STEIN : Ils regardaient avec inquiétude. Et il en était de même pour la société juive israélienne dominante, qui considérait ce changement médiatique comme une source de grande inquiétude. Lors du dernier bombardement, alors même que les bombes tombaient, des experts des médias israéliens apparaissaient à la télévision pour discuter du défi des relations publiques (hasbara en hébreu). Voilà à quel point la question était importante : si cruciale qu’elle méritait du temps d’antenne en plein milieu de la guerre.
En tant qu’universitaire intéressé par l’intersection de la guerre et des médias, je m’intéresse aux moments où les problèmes politiques sont confondus avec les problèmes médiatiques. C’est-à-dire lorsque les analystes militaires se concentrent sur des stratégies de création d’images plutôt que sur des questions d’occupation, de droits de l’homme ou de solutions politiques.
L’histoire se passe souvent ainsi : Si seulement nous pouvions bien faire nos relations publiques, si seulement nous pouvons produire le bon contenu hasbara, alors nous pouvons résoudre notre problème d’image globale. C’est un cas de myopie politique stupéfiante, et un riche site d’étude pour les universitaires.
Q : Que pouvons-nous apprendre du conflit israélo-palestinien sur l’impact politique des médias sociaux en général ?
STEIN : Le Moyen-Orient a une leçon particulière à nous apprendre sur le rôle des médias sociaux en tant qu’ensemble d’outils politiques. En 2010, nous avons assisté à une série de révoltes populaires et populaires contre les dirigeants autoritaires, à commencer par l’Égypte et la Tunisie.
De nombreux analystes ont soutenu que les médias sociaux étaient un facteur déterminant. Ceux-ci ont été salués comme Les révolutions Facebook. Et à l’époque, nous avons assisté à une adhésion militante et savante d’un récit utopique sur la capacité des médias sociaux à fonctionner comme un outil organique de mobilisation populaire anti-autoritaire à la base. Ce rêve s’effondrerait rapidement, parallèlement à l’effondrement des acquis politiques des révoltes.

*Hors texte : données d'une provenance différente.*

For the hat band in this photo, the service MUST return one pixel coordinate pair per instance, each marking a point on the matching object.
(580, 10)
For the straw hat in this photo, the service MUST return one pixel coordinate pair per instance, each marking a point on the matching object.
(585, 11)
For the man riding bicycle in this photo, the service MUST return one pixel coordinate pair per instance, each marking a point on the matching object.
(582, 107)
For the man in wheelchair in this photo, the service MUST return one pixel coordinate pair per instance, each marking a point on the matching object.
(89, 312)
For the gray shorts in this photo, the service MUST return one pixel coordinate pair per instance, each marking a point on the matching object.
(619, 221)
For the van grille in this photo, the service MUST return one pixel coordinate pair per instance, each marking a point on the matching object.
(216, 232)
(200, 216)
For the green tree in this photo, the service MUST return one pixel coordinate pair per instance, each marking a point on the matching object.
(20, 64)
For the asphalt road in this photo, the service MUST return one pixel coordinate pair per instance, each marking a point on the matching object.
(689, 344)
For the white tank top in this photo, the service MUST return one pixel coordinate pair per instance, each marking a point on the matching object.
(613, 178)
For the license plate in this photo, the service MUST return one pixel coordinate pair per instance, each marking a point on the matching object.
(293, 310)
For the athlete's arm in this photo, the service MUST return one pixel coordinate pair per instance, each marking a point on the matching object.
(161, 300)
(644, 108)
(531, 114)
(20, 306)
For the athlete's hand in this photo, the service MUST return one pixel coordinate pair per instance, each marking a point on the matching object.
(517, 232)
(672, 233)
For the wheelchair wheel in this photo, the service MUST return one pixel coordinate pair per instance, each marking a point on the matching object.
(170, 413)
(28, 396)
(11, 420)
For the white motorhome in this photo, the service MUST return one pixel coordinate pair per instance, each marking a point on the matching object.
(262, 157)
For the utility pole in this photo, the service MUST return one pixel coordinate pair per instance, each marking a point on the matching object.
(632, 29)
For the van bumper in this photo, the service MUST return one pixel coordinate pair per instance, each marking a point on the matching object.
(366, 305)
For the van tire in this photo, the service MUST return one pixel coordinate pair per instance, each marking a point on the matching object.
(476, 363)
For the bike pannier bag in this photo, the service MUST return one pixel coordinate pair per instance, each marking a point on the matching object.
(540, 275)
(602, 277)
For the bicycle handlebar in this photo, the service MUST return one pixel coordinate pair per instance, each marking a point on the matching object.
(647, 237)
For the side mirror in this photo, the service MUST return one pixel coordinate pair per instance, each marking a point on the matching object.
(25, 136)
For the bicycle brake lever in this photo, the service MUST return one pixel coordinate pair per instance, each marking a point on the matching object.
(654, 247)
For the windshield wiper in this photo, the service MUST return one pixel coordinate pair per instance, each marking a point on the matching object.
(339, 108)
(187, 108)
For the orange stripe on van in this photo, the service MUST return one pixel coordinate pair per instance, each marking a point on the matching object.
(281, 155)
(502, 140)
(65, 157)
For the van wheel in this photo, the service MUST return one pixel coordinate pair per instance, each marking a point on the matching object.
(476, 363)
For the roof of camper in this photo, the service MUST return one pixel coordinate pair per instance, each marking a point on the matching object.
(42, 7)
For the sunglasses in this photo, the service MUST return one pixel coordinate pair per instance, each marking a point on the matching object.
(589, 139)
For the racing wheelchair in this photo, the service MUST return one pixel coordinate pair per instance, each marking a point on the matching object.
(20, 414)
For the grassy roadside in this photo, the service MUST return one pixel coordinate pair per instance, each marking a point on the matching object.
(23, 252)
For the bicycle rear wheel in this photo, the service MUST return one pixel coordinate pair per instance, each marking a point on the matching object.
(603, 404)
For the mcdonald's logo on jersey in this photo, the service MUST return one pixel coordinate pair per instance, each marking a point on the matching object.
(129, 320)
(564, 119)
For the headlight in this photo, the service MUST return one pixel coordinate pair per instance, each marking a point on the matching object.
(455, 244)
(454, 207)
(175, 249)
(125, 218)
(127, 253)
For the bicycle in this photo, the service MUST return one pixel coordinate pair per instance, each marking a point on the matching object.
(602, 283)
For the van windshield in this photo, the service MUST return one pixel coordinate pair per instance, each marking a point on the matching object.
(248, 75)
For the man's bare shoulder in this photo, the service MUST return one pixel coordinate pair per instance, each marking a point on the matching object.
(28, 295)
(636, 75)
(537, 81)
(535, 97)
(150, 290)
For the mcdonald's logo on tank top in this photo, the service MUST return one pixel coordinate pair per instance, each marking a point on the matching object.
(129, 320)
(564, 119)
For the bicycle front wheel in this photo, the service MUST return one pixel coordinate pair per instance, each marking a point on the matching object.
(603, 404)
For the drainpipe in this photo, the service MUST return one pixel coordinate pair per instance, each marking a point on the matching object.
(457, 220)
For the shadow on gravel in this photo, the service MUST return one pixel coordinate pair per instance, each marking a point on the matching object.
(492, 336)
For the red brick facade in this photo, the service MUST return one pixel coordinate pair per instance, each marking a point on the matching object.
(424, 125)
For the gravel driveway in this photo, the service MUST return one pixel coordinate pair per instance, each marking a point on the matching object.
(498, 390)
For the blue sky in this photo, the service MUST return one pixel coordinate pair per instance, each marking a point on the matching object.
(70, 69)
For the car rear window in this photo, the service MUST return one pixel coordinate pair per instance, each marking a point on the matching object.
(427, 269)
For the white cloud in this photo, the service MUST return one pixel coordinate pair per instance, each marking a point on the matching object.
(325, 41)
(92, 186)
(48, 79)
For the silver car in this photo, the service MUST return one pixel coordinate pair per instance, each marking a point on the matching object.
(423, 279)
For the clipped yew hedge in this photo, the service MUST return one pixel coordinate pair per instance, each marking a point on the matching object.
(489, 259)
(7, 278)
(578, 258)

Ce correctif est pertinent en ce moment, car nous assistons à un retour à ce même sentiment utopique. C’est-à-dire que je vois de nombreux spectateurs répéter les rêves de 2010 : dire, maintenant qu’il y a tant de caméras dans les mains des Palestiniens, maintenant que le monde peut regarder les attaques israéliennes en temps réel, quelque chose va changer.
Ce rêve a une histoire considérable – au moins aussi vieille que la caméra elle-même. C’est un rêve que si seule l’image de la souffrance est suffisamment claire, si seule la séquence est suffisamment rapide ou si l’objectif est suffisamment proche de la victime et de sa souffrance, alors la politique changera. Une fois le tableau parfait, la justice suivra. Hélas, l’histoire nous apprend que ces rêves échouent souvent.
Aujourd’hui, Israéliens et Palestiniens se demandent : quels sont les effets durables de ce nouveau paysage médiatique ? Peut-il réellement apporter quelque chose de nouveau, politiquement, sur le terrain ? Cela reste à voir.